Generate a comprehensive cost analysis with ROI and FIPS calculations:
gauge --input production-images.csv \
--output cost_analysis \
--output-dir ./reports \
--customer "Acme Corp" \
--hours-per-vuln 4 \
--hourly-rate 125 \
--with-fips \
--max-workers 8This generates ./reports/acme_corp.xlsx with FIPS cost analysis.
Generate both assessment summary and cost analysis in one scan:
gauge --input my-images.csv \
--output both \
--output-dir ./reports \
--customer "Acme Corp" \
--exec-summary summary.md \
--hours-per-vuln 4 \
--hourly-rate 125This generates both ./reports/acme_corp.html and ./reports/acme_corp.xlsx.

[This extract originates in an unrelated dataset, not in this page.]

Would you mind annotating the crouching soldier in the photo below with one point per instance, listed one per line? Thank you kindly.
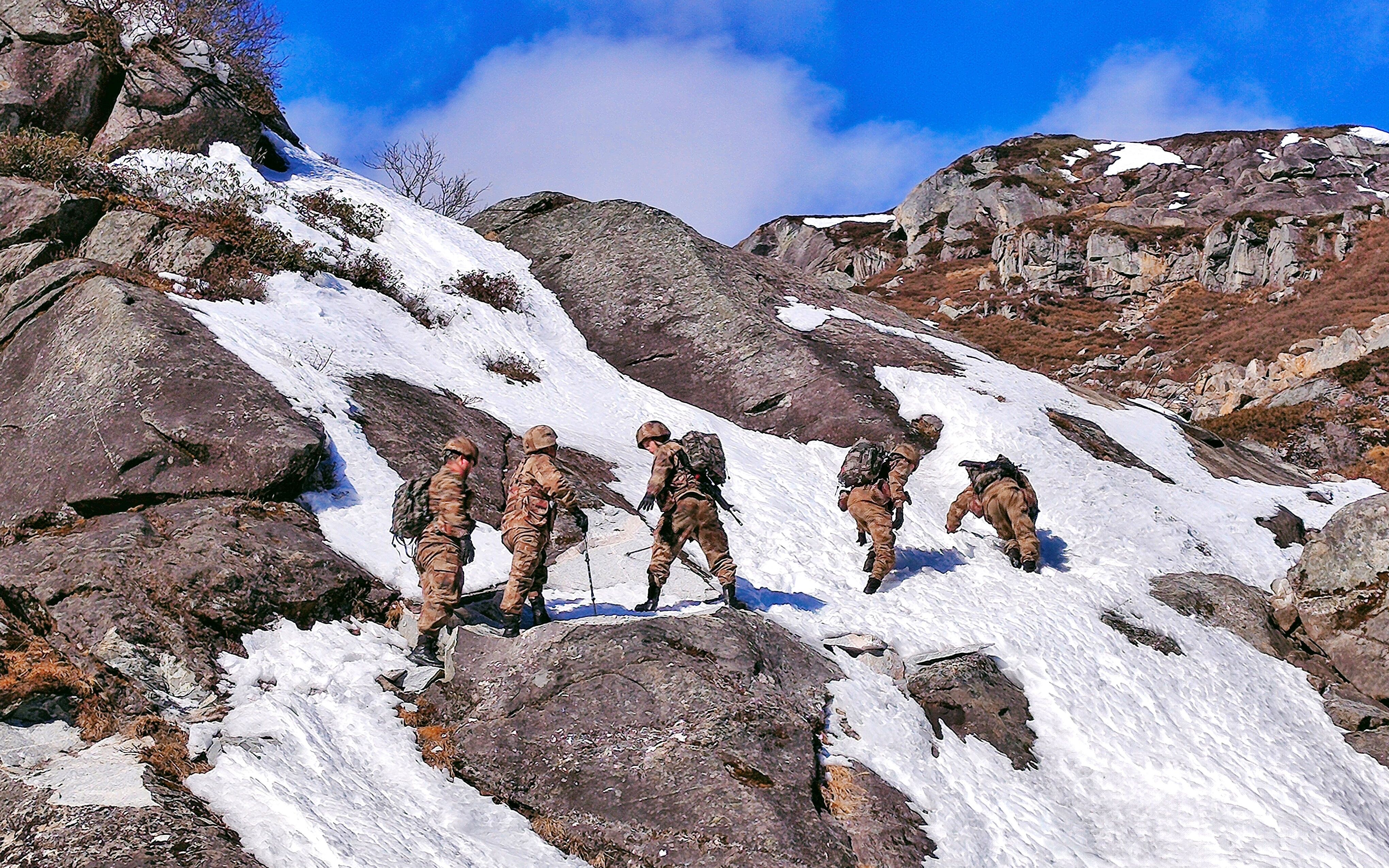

Maximize scanning speed for large fleets:
gauge --input large-fleet.csv \
--output vuln_summary \
--output-dir ./reports \
--customer "Large Fleet" \
--max-workers 12 \
--no-fresh-check # Skip freshness checks for speedThis generates ./reports/large_fleet.html.
For long-running scans that may be interrupted, use checkpoint/resume functionality:
# Start a long scan (creates checkpoint automatically)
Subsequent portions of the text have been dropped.